Ce cas représente un retournement de situation assez inédit. Les tribunaux espagnols avaient en effet pourchassé, jusqu’à récemment, d’anciens responsables des dictatures militaires d’Amérique Latine des années1970 et 1980, coupables d’avoir porté atteinte aux droits de l’Homme. Parmi eux, des Argentins.

Le cas le plus emblématique – et de loin – avait été l’arrestation en 1998 de l’ancien dictateur chilien Augusto Pinochet, alors qu’il se trouvait dans une clinique privée londonienne où il était soigné pour une hernie discale.

La transition par le silence

Carlos Slepoy est un avocat argentin installé à Madrid.
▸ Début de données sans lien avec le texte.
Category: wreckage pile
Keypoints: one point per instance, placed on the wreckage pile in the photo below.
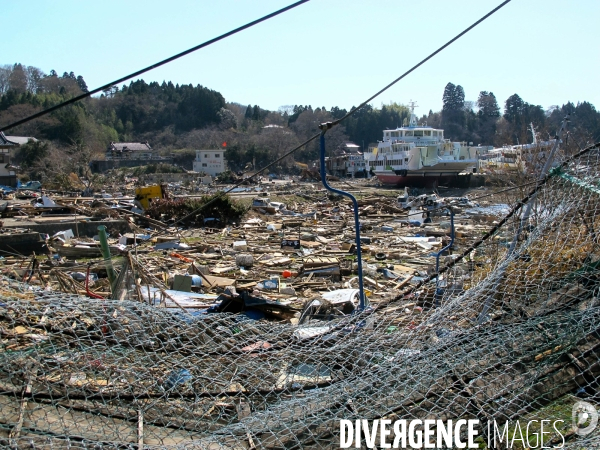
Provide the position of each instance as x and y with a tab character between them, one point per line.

Ce spécialiste des questions liées aux droits de l’Homme travaille en étroite collaboration avec l’ARMH. Comme il l’explique à GlobalPost, les plaintes déposées auprès de la justice argentine pourraient permettre, de la même façon, de faire tomber les membres du régime de Franco encore en vie.

Contrairement à beaucoup d’autres pays qui connaissent, ou qui ont connu une transition vers la démocratie, comme le Chili, l’Argentine, le Pérou, le Guatemala , l’Espagne n’a jamais pleinement assumé la vérité, ni essayé d’aller vers une réconciliation.

Il n’y a jamais eu de procès pour les violations des droits de l’Homme perpétrés par la dictature espagnole. En 1977, une amnistie générale a été décrêtée. Elle couvre les trois décennies franquistes ainsi que la guerre civile qui les avait précédées, deux périodes au cours desquelles sont mortes ou disparues plus de 113 000 personnes, pour la plupart inhumées dans de vastes fosses communes.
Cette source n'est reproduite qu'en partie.